Jingle bells, jingle bells,
Jingle all the way.
Oh! What fun it is to ride
À cet air de musique chaleureux environnant l'esprit de Noël, s'égaya une voix des plus bourrue et plaintive :
« Ahhhh ! Où est l'amusement ? Je hais Noël, je hais les achats de dernières minutes, je hais faire les magasins, je hais les files d'attente interminable en caisse, je hais ce temps glacial, je hais marcher, je hais ne plus sentir mes orteils et doigts ainsi que mes oreilles ! Et aujourd'hui je confirme que cela me donne de l'urticaire. Je vais devenir comme toi lorsque tu mens. À chaque fois que j'irai dans une boutique plus de dix minutes, je vais être couverte de rouge ! Maur vient me gratter le dos, ait pitié de moi, je n'aurai pas dû porter le pull en laine de grand-mère Rizzoli. » Maugréa Jane qui se traînait comme une limace en perte d'énergie derrière l'experte de l'achat compulsif, qui scrutait avec la moindre attention les moindres vitrines des boutiques environnantes. La brunette avait l'impression d'être un serviteur à porter les courses d'une célébrité, et en plus, elle n'était pas payée. Elle se faisait surtout réprimandée par sa lenteur.
Oui elle aussi devait faire des achats de dernières minutes pour ses frères et sa mère, soit des chaussettes, un pull et un parfum, rien de bien original. Mais contrairement à sa meilleure amie, cela ne lui avait pas pris toute l'après-midi, et pire le début de sa soirée. Heureusement que les magasins étaient ouverts le Dimanche, et tard dans la soirée pour les retardataires.

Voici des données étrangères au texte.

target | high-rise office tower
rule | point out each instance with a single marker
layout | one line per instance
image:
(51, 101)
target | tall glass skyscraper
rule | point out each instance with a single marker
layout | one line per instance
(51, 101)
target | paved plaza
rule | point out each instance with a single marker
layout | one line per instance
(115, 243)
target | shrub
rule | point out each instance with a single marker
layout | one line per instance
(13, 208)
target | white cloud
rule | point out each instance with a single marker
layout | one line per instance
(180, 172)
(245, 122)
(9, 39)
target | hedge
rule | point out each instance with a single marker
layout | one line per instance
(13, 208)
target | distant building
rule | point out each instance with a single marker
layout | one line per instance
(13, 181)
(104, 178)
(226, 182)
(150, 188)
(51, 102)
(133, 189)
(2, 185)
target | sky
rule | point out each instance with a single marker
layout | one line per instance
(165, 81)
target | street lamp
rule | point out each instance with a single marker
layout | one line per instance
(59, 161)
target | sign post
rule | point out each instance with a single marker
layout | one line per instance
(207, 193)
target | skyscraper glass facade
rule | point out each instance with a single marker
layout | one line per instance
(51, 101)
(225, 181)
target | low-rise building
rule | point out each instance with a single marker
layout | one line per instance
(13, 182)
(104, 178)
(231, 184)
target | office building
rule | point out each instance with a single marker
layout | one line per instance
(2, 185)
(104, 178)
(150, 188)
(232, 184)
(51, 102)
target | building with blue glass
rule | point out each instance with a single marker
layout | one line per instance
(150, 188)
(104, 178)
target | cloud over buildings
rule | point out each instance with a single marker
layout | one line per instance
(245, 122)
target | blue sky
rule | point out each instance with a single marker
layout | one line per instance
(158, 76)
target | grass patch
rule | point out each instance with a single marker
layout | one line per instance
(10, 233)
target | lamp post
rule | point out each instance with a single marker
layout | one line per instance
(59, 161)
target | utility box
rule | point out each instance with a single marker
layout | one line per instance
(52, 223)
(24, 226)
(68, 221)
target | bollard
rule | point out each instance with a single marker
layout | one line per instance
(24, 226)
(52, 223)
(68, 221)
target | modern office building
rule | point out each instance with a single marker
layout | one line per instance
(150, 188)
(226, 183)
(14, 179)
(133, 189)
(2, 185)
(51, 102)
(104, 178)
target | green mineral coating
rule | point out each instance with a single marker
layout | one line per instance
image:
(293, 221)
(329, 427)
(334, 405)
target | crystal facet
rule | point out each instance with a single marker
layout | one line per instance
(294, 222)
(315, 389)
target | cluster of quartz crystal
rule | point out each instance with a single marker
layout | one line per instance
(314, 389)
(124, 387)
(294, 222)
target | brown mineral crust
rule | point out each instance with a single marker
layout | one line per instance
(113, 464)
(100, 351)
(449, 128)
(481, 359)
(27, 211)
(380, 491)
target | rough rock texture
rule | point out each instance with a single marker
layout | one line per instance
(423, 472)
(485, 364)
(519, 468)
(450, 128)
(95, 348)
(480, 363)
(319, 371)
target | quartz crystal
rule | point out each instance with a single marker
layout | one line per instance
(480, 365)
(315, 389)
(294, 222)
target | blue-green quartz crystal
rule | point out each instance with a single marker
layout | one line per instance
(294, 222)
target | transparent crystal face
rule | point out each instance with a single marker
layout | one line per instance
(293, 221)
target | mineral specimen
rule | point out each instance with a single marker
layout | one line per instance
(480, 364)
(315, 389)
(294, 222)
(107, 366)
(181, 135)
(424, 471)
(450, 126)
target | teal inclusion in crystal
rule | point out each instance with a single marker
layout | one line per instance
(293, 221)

« Je le sais, tu me l'as dit au moins une dizaine de fois. Tu hais faire les magasins. Ce n'est pas une première, surtout dont je vois comment tu t'habilles. » Répondit d'une voix distraite la châtain.
« Hé ! Qu'est-ce que tu as à critiquer mes vêtements ! Ils sont confortables. »
« C'est certainement ce qui pose problème à Angela. »
« Je suis certaine que c'est plus que cela. » Rétorqua ironique l'italienne, elle se dirigea vers un arbre, puis elle se mit à se gratter contre l'écorce et elle soupira de béatitude. Elle ne s'en préoccupait pas des regards en sa direction, ou même qu'on la nommait de folle, son soulagement corporel était l'essentielle pour le moment.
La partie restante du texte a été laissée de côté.